Some huge unexpected change was taking place in his attitude toward this music and toward the people who were singing it. Something in the way they spoke and handled things and related to each other struck a resonance too, way deep inside him, at levels that had seldom resonated favorably to anything.
He couldn’t figure out what it was. Was the peyote just making him sentimental? He didn’t think so. It ran deeper than sentimentality. Sentimentality is a narrowing of experience to the emotionally familiar. But this was something new opening up. There was a contradiction here. It was something new opening up that gave the sentimental feeling someone might get from his childhood home when he sees a tree he once climbed or a swing he used to play on. A feeling of coming home. Coming home to some place he had never been before.
Why should he feel at home? This was the last place on earth where he should feel that.
He really didn’t. Only a part of him felt at home. The other part still felt estranged and analytic and watchful. It seemed as though he was splitting into two people, one of whom wanted to stay there forever, and the other wanted to leave immediately. The latter one he understood, but who was this first person? This first person was a mystery.

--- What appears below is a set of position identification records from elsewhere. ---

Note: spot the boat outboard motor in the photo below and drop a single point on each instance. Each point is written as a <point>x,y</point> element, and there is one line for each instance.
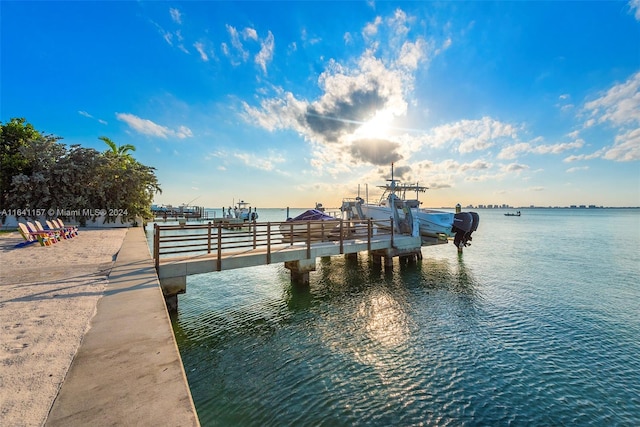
<point>464,224</point>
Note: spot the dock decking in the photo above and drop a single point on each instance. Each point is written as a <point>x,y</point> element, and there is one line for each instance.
<point>215,247</point>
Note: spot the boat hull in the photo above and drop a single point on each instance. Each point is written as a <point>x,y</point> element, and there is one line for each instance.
<point>316,231</point>
<point>432,223</point>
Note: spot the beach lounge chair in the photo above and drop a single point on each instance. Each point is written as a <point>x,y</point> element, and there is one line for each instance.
<point>40,228</point>
<point>65,233</point>
<point>34,236</point>
<point>72,228</point>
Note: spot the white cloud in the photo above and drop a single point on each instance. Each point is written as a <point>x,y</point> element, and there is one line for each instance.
<point>620,105</point>
<point>473,135</point>
<point>147,127</point>
<point>85,114</point>
<point>369,93</point>
<point>175,15</point>
<point>267,163</point>
<point>634,6</point>
<point>626,148</point>
<point>512,151</point>
<point>514,167</point>
<point>371,29</point>
<point>577,169</point>
<point>200,48</point>
<point>250,33</point>
<point>266,52</point>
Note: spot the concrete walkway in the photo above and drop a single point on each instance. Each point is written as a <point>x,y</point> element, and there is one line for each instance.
<point>128,369</point>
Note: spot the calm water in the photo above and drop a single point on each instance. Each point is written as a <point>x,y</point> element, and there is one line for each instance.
<point>537,323</point>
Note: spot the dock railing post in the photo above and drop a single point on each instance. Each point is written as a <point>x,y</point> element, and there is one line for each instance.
<point>392,231</point>
<point>268,243</point>
<point>156,245</point>
<point>308,239</point>
<point>254,234</point>
<point>219,260</point>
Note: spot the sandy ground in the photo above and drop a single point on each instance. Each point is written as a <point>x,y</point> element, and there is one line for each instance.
<point>48,296</point>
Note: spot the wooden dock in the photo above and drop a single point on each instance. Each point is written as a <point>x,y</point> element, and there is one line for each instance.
<point>217,247</point>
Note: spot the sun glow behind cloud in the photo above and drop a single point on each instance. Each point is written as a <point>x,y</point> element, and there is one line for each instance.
<point>317,104</point>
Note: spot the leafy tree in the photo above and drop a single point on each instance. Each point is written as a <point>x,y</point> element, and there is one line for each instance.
<point>13,135</point>
<point>43,173</point>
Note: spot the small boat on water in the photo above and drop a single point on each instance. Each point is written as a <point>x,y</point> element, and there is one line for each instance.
<point>314,222</point>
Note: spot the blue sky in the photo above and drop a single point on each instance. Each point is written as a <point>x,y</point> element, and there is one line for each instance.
<point>291,103</point>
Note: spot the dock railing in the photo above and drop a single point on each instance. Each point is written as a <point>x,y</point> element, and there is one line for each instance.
<point>220,238</point>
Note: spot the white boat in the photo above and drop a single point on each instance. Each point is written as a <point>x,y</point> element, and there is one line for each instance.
<point>431,222</point>
<point>242,210</point>
<point>314,223</point>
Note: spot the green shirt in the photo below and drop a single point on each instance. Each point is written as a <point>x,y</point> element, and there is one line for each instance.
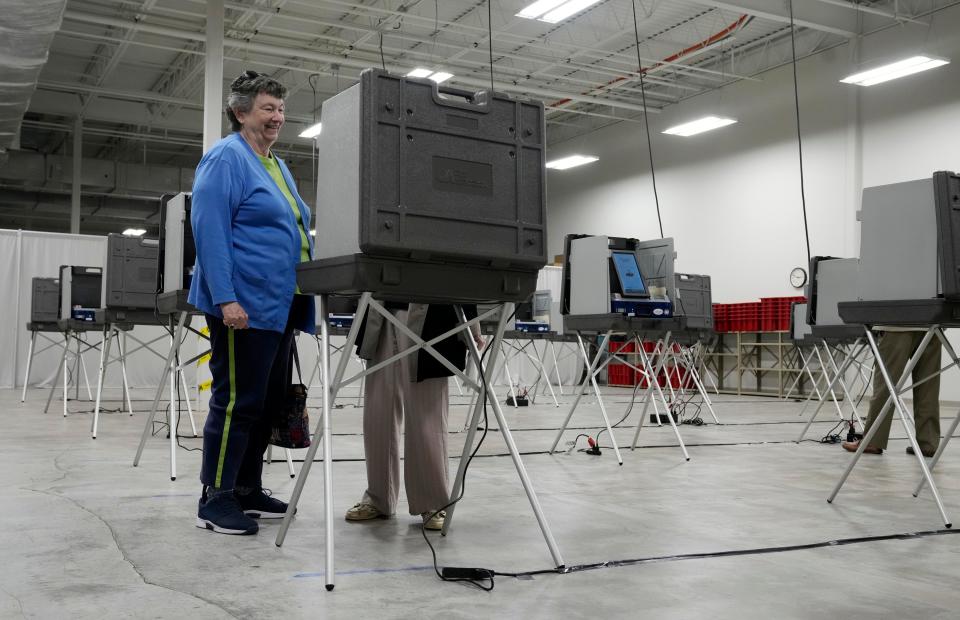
<point>273,168</point>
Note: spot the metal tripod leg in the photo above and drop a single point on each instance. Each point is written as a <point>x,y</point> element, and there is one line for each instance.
<point>826,373</point>
<point>186,399</point>
<point>293,473</point>
<point>174,413</point>
<point>121,347</point>
<point>65,385</point>
<point>796,381</point>
<point>656,384</point>
<point>101,374</point>
<point>322,433</point>
<point>591,366</point>
<point>814,382</point>
<point>491,397</point>
<point>168,365</point>
<point>898,405</point>
<point>61,367</point>
<point>83,367</point>
<point>843,369</point>
<point>543,375</point>
<point>843,384</point>
<point>695,375</point>
<point>556,367</point>
<point>953,425</point>
<point>506,369</point>
<point>26,375</point>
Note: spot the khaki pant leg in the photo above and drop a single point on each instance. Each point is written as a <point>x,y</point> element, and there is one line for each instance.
<point>926,397</point>
<point>425,468</point>
<point>382,418</point>
<point>895,350</point>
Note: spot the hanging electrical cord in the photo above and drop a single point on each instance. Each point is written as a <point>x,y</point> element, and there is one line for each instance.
<point>313,143</point>
<point>490,42</point>
<point>646,117</point>
<point>796,101</point>
<point>383,63</point>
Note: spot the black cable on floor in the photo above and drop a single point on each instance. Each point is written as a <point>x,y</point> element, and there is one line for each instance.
<point>840,542</point>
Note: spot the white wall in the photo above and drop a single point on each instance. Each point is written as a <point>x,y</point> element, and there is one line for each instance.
<point>731,197</point>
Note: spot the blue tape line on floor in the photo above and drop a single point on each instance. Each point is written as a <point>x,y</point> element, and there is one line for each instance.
<point>365,571</point>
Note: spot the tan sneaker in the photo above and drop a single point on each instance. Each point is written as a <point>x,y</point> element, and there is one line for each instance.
<point>434,522</point>
<point>363,511</point>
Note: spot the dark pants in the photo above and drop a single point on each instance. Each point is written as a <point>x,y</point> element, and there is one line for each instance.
<point>251,372</point>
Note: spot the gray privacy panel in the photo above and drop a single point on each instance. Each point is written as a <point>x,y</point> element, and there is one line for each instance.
<point>898,242</point>
<point>656,259</point>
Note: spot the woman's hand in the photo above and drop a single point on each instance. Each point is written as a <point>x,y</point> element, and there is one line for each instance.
<point>234,316</point>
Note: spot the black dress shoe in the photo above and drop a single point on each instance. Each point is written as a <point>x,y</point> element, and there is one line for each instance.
<point>853,446</point>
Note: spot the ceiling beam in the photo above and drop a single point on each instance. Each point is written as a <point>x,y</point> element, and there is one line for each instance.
<point>358,63</point>
<point>807,13</point>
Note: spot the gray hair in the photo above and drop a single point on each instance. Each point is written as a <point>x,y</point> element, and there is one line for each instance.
<point>245,89</point>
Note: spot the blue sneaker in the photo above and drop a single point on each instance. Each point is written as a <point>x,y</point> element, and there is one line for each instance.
<point>259,504</point>
<point>223,515</point>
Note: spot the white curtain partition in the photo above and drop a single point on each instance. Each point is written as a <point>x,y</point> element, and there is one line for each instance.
<point>27,254</point>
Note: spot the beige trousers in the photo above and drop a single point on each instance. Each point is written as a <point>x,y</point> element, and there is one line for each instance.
<point>389,396</point>
<point>896,348</point>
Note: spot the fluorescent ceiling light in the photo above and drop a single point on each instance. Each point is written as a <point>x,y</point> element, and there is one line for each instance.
<point>700,125</point>
<point>894,70</point>
<point>571,162</point>
<point>312,131</point>
<point>441,76</point>
<point>566,10</point>
<point>538,8</point>
<point>436,76</point>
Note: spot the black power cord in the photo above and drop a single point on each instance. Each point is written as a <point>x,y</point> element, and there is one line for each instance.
<point>796,102</point>
<point>646,115</point>
<point>474,576</point>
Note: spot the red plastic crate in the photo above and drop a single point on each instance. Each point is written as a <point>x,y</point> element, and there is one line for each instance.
<point>629,347</point>
<point>745,317</point>
<point>721,320</point>
<point>775,312</point>
<point>620,374</point>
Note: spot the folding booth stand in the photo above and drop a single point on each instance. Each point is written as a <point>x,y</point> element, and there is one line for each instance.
<point>41,329</point>
<point>420,283</point>
<point>636,329</point>
<point>934,315</point>
<point>112,321</point>
<point>74,332</point>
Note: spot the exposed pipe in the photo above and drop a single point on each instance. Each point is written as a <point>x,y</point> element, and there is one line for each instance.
<point>873,11</point>
<point>697,47</point>
<point>259,48</point>
<point>75,185</point>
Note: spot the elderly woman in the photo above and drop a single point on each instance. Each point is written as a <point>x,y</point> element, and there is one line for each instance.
<point>250,226</point>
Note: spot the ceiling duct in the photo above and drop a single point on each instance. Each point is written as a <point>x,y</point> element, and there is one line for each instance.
<point>27,28</point>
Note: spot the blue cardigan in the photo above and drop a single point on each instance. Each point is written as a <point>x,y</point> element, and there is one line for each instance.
<point>248,241</point>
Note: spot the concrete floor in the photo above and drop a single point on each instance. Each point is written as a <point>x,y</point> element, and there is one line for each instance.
<point>83,534</point>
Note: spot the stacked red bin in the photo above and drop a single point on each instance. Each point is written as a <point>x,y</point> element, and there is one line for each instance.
<point>721,319</point>
<point>775,312</point>
<point>619,373</point>
<point>744,317</point>
<point>770,314</point>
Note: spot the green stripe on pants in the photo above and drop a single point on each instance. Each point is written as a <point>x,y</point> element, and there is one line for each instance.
<point>231,357</point>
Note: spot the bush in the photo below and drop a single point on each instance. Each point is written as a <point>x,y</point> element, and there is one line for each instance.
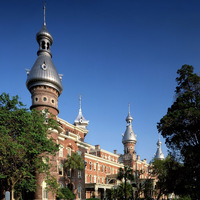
<point>65,193</point>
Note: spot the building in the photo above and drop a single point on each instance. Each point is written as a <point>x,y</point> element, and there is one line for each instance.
<point>101,166</point>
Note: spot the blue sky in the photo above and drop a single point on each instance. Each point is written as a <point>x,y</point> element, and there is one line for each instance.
<point>112,52</point>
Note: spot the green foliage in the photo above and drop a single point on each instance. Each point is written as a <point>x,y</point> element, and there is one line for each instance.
<point>118,192</point>
<point>180,127</point>
<point>74,161</point>
<point>65,194</point>
<point>125,174</point>
<point>93,199</point>
<point>24,141</point>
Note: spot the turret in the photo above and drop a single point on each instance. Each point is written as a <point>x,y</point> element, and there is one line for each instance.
<point>159,154</point>
<point>80,121</point>
<point>129,138</point>
<point>43,80</point>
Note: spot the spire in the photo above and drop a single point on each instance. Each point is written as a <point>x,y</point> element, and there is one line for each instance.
<point>80,120</point>
<point>129,119</point>
<point>44,8</point>
<point>79,103</point>
<point>129,135</point>
<point>159,154</point>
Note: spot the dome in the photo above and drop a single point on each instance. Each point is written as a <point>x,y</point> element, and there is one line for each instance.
<point>44,73</point>
<point>44,33</point>
<point>129,135</point>
<point>129,119</point>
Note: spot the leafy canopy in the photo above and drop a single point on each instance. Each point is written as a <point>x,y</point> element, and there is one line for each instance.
<point>181,128</point>
<point>24,142</point>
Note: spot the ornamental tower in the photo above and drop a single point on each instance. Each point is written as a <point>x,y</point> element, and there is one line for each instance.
<point>129,140</point>
<point>80,121</point>
<point>159,154</point>
<point>43,80</point>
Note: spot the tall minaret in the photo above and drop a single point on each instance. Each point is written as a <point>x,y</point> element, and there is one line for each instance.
<point>159,154</point>
<point>129,139</point>
<point>43,80</point>
<point>80,121</point>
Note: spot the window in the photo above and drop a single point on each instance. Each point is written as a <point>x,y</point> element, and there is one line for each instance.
<point>60,169</point>
<point>85,178</point>
<point>60,151</point>
<point>43,44</point>
<point>69,172</point>
<point>79,173</point>
<point>90,165</point>
<point>95,178</point>
<point>69,151</point>
<point>44,191</point>
<point>98,167</point>
<point>79,191</point>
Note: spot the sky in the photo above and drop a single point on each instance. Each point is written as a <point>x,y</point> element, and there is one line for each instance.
<point>112,52</point>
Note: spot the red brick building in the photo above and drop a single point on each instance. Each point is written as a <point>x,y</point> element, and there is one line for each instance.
<point>101,166</point>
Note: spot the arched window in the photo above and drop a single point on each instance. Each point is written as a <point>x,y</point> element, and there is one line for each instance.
<point>60,169</point>
<point>60,151</point>
<point>79,191</point>
<point>44,191</point>
<point>90,165</point>
<point>69,151</point>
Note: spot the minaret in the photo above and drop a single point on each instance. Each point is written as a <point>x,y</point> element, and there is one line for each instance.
<point>159,154</point>
<point>80,121</point>
<point>43,80</point>
<point>129,139</point>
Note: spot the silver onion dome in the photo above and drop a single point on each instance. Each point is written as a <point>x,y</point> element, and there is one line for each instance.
<point>159,154</point>
<point>80,120</point>
<point>43,71</point>
<point>129,135</point>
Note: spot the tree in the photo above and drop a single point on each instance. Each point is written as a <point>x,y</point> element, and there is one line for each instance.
<point>65,194</point>
<point>24,142</point>
<point>127,175</point>
<point>180,126</point>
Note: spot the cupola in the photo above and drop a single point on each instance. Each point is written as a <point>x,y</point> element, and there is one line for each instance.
<point>43,80</point>
<point>129,135</point>
<point>159,154</point>
<point>80,121</point>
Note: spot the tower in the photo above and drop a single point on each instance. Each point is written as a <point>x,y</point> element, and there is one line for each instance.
<point>80,121</point>
<point>129,140</point>
<point>43,80</point>
<point>159,154</point>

This first person seemed like it must be some secret side of his personality, a dark side, that seldom spoke and didn’t show itself to other people. He guessed he knew about it. He just didn’t like to think about
it. It was the side with the sullen, scowling, outlook; a side that didn’t like authority, had never amounted to anything, and never would, and knew that, and was sad about it, but couldn’t help it. It could never be happy anywhere but always wanted to move on.
This wild side was saying for the first time, stop wandering, and these are your real people, and that was what he began to see there, listening to the songs and drums and staring into the fire. Something about these people seemed to say to this bad side of himself, We know exactly how you feel. We feel this way ourselves.
The other side, the good analytic side, just watched, and before long it slowly began to spin an enormous symmetrical intellectual web, larger and more perfect than any it had ever spun before.
The nucleus of this intellectual web was the observation that when the Indians entered the teepee, or went out, or added logs, or passed the ceremonial peyote, or pipe, or food, they just did these things. They didn’t go about doing them. They just did them. There was no waste motion. When they moved a branch into the fire to build it up they just moved it. There was no sense of ceremony. They were engaged in a ceremony but the way they did it there wasn’t any ceremony.
Normally he wouldn’t have attached much importance to this, but now, with the peyote opening up his mind and with his attention having nowhere else to go, he bored in on it with intensity.
This directness and simplicity was in the way they spoke, too. They spoke the way they moved, without any ceremony. It seemed to always come from deep within them. They just said what they wanted to say. Then they stopped. It wasn’t just the way they pronounced the words. It was their attitude — plain-spoken, he thought…
Plains spoken. They were speaking in the language of the Plains. This was the pure Plains American dialect he was listening to. It wasn’t just Indian. It was white too. It was a kind of Midwestern and Western accent you hear in Woody Guthrie songs and cowboy movies. When Henry Fonda appears in The Grapes of Wrath or Gary Cooper or John Wayne or Gene Autry or Roy Rogers or William S. Boyd appear in any of a hundred different Westerns this is how they talk, not like some fancy college professor, but Plains spoken; laconic, understated, very little tonal change, no change of expression. Yet there was a warmth beneath the surface that you couldn’t point to the source of.